= Compliance training =

Process of education

Compliance training refers to the process of educating employees on laws, regulations and company policies that apply to their day-to-day job responsibilities. An organization that engages in compliance training typically hopes to accomplish several goals:
1. Avoiding and detecting violations by employees that could lead to legal liability for the organization
2. Creating a more hospitable and respectful workplace
3. Laying the groundwork for a partial or complete defense in the event that employee wrongdoing occurs despite the organization's training efforts
4. Adding business value and a competitive advantage.

== Purpose ==

Organizations offer their employees compliance training on a wide range of topics, including workplace discrimination and harassment, dealings with competitors, insider trading, protecting trade secrets, records management, bribery and kickbacks, etc. Typically, most or all of these compliance topics are addressed in an organization's Code of Conduct, and the organization may offer employees annual or bi-annual Code of Conduct training in lieu of requiring employees to take multiple individual training programs.

Compliance training is essential in ensuring that all employees of an organization are aware of how to properly perform their job so that the company and the employees are not in a position of liability. With a wide range of internal company policies and procedures among many different industries, standards must be set on all levels of the organization.

== Corporate Compliance vs. Regulatory Compliance ==

Corporate compliance covers both industry policies and procedures as well as federal, state and local compliance laws. Regulatory compliance is when a company abides by those laws and regulations. If a company is found to be out of compliance with certain laws pertaining to their industry, this can result in fines and/or legal punishment.

== History ==

Compliance training in the U.S. which refer to how employees are to act and be treated in the workplace can also be traced back to the creation of the United States Labor Laws as early as 1908 and the Federal Employers Liability Act.

In 1977 the Foreign Corrupt Practices Act addressed accounting transparency requirements, and bribery of foreign officials.

The 1985 Blue Ribbon Presidential Commission was in response to possible scandals during the Reagan presidency.

"The history of how compliance regulations and mandates came about is not linear and completely clear, however most refer that it began around the Reagan scandals during his presidency. Moving ahead from that, it was the early 1990s after the Federal Sentencing Guidelines promised reduced fines for implementing an Effective Compliance and Ethics Program (ECEP). The last phase came from a number of high profile corporate corruption cases that include companies such as Enron, MCI/WorldCom, and Tyco."

1991 Federal Sentencing Guidelines for Organizations (FSGO) was created for the United States Sentencing Commission.

1992 Ethics Officers Association (EOA) changed in 2005 Ethics and Compliance Organization (ECOA) which joined with the Ethics Resource Center ERC) in order to offer industry leading programs, research, events and professional development.

2004, Society of Corporate Compliance and Ethics (SCCE) was established to provide resources for ethics and compliance professionals from various industries.

== Who is required to have compliance training? ==

In the modern marketplace, nearly every industry is held to certain regulatory standards for information and data handling. Certified regulatory compliance has proven to be a challenge for many businesses. Regulation complicates many aspects of recordkeeping and operations, especially in industries that handle sensitive data. As a result, the line between remaining compliant and properly protecting customer data and sensitive assets has a tendency to blur.

Companies in all business sectors are under pressure to demonstrate that their employees are trained in laws and regulations, and internal policies, that pertain to their roles. Most notably, companies in the financial, healthcare and education sectors - who face stringent regulations - and publicly regulated companies have taken the lead by instituting firm-wide compliance training programs. For example, Walmart would be required to train their employees on sexual harassment, data security, anti-harassment, and more.

For financial institutions, the key compliance training topics are anti money laundering, sanctions, and insider dealing (market abuse in the EU).

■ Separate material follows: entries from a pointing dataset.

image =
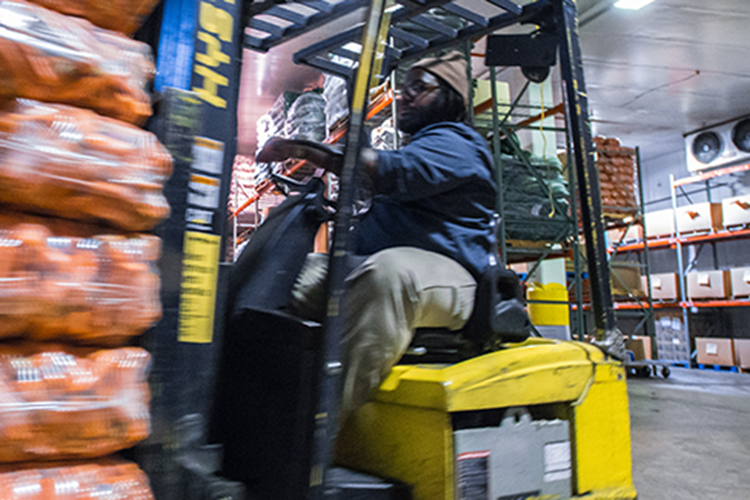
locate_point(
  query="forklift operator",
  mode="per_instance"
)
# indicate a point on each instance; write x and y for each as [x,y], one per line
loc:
[427,237]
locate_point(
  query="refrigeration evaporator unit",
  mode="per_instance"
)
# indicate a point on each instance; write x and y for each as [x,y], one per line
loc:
[720,145]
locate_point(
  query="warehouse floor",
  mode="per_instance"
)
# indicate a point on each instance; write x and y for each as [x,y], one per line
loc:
[691,435]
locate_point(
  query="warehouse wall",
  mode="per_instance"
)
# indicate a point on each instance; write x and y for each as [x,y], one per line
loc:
[731,322]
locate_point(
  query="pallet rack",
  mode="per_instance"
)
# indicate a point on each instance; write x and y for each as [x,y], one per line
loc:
[678,242]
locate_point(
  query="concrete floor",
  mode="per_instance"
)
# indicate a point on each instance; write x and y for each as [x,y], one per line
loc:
[691,435]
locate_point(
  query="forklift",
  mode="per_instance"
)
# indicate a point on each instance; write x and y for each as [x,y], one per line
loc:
[535,419]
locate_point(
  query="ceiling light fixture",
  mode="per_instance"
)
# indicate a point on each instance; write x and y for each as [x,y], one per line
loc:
[632,4]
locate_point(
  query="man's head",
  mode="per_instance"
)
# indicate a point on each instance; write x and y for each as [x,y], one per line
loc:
[434,90]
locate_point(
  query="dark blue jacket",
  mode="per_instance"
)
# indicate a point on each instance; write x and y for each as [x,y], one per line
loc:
[437,193]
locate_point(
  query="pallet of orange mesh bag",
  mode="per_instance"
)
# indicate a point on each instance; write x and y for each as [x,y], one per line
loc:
[61,281]
[51,57]
[72,163]
[124,16]
[58,403]
[102,479]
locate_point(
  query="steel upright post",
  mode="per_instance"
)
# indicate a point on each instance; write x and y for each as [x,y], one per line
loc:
[577,113]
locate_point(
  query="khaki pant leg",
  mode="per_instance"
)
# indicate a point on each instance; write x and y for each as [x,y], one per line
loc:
[393,293]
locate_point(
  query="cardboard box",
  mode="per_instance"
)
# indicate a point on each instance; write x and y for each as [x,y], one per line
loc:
[699,218]
[663,286]
[620,236]
[640,345]
[671,341]
[708,285]
[742,353]
[715,351]
[735,211]
[659,223]
[740,278]
[625,278]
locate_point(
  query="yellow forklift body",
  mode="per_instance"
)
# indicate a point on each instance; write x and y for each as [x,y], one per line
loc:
[406,432]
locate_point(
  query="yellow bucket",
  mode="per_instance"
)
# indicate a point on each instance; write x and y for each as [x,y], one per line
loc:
[548,314]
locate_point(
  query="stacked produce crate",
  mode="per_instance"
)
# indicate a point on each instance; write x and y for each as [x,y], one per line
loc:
[81,183]
[616,166]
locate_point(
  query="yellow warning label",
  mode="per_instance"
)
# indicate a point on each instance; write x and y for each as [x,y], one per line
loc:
[200,269]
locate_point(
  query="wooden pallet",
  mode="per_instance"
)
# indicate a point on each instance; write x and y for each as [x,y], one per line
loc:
[718,368]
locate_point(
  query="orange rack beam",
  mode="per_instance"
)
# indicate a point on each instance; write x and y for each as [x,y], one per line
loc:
[686,240]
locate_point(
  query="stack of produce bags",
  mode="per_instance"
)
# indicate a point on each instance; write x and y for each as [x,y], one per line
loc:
[78,277]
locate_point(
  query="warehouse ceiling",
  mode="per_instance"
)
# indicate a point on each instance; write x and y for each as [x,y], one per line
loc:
[652,75]
[670,68]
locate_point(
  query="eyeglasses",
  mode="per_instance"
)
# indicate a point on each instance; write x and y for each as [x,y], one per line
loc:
[415,88]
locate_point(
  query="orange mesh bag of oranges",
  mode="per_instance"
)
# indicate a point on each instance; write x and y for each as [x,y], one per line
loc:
[51,57]
[107,479]
[124,16]
[67,404]
[98,290]
[72,163]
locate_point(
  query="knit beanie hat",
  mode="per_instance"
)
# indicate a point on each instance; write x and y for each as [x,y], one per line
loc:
[450,67]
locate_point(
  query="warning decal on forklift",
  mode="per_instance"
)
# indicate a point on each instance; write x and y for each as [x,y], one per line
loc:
[473,475]
[200,269]
[208,155]
[557,461]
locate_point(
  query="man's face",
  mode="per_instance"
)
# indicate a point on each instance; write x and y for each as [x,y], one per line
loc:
[418,91]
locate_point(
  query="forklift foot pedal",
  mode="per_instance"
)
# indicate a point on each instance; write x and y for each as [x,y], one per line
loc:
[344,484]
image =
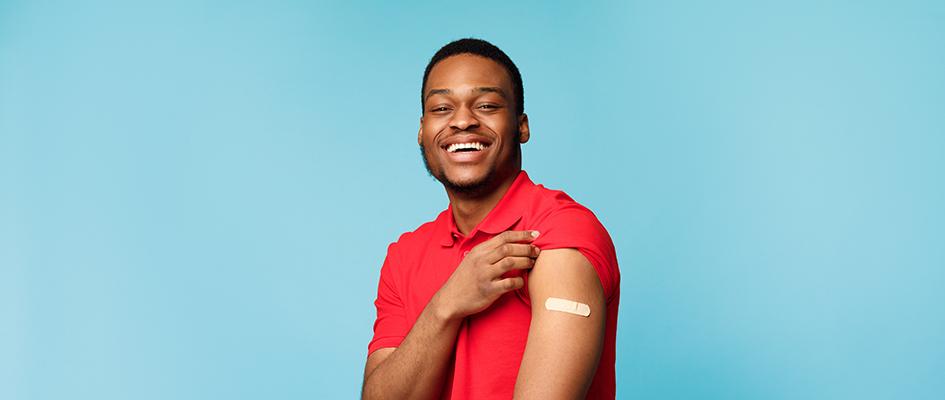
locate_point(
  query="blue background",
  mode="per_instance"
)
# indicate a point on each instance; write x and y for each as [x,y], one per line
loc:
[196,197]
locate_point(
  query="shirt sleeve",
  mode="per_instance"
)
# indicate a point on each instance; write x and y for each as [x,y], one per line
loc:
[390,327]
[578,228]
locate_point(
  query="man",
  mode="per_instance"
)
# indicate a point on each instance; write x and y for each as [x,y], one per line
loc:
[463,309]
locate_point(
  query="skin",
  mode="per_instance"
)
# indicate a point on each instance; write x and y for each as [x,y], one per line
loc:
[470,97]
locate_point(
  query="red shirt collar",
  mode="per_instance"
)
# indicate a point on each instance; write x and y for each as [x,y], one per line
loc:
[505,213]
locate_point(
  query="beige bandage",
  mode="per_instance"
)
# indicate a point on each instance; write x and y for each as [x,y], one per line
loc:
[568,306]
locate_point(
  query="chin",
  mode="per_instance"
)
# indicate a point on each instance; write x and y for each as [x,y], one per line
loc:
[467,181]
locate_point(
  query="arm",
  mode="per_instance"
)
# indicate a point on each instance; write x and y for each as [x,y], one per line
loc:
[415,370]
[563,350]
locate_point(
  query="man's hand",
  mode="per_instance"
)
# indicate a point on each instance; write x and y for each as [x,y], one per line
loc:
[477,282]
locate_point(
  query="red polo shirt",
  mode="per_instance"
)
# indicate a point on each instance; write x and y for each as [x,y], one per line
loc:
[490,344]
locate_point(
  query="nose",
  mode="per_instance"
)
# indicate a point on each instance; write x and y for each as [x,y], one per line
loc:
[463,119]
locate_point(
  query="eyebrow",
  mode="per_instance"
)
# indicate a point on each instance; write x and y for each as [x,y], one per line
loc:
[481,89]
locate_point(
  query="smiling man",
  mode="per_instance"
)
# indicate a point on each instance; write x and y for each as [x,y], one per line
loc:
[512,291]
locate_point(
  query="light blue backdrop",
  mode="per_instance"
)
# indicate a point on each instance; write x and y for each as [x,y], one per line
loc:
[196,197]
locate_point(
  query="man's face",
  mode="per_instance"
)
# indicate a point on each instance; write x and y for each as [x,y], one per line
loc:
[469,132]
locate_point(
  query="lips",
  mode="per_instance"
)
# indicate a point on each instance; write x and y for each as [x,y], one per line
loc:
[466,148]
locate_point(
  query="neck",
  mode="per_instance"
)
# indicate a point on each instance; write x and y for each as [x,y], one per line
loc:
[470,210]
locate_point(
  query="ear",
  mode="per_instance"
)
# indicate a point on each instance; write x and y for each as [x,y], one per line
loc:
[523,132]
[420,133]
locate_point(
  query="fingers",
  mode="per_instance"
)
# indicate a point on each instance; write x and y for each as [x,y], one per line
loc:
[511,250]
[509,263]
[511,237]
[509,284]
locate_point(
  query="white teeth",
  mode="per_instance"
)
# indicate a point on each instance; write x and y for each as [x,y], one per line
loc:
[458,146]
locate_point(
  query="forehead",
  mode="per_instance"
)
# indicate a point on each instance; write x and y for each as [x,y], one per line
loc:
[468,70]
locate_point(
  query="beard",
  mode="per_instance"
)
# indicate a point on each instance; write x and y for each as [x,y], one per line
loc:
[474,188]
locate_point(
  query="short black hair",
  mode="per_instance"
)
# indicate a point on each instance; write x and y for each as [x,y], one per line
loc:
[480,48]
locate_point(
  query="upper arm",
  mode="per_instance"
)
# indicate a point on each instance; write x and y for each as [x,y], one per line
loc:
[376,358]
[563,349]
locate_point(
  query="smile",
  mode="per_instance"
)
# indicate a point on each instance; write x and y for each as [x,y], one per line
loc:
[467,146]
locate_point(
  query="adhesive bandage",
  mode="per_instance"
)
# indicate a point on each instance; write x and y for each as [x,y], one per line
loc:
[568,306]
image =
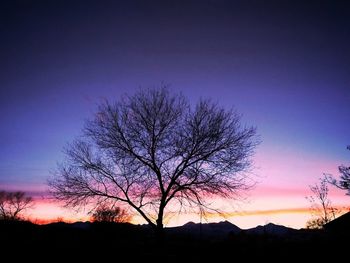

Hospitals and clinics are required to have strict compliance training on a range of different topics relating to the health and safety of all visitors, patients and staff members. Since the healthcare industry has a tendency to be litigious in today's day and age, it is even more important for all doctors and medical staff to be aware of their local, state and federal laws as it pertains to their job.

== Process ==

Compliance training can be performed in-house by compliance training specialists, or hired out to consultant firms. Some compliance training is done online.

=== Penalties for non-compliance ===

While this is entirely tied to the realm of compliance that is being considered, the penalties can range from a Fine, through the seizure of company assets, to jail time for executives of the company at fault. For example, the consequences of not being compliant with Anti Money Laundering cost the Las Vegas Sands Resort $47 Million in penalties for suspicious credit card transactions.

HIPAA fines for lack of compliance can be staggering as well. In the past, the Alaska State Department paid $1,700,000 in fines for an Unencrypted USB hard drive stolen, poor policies and risk analysis.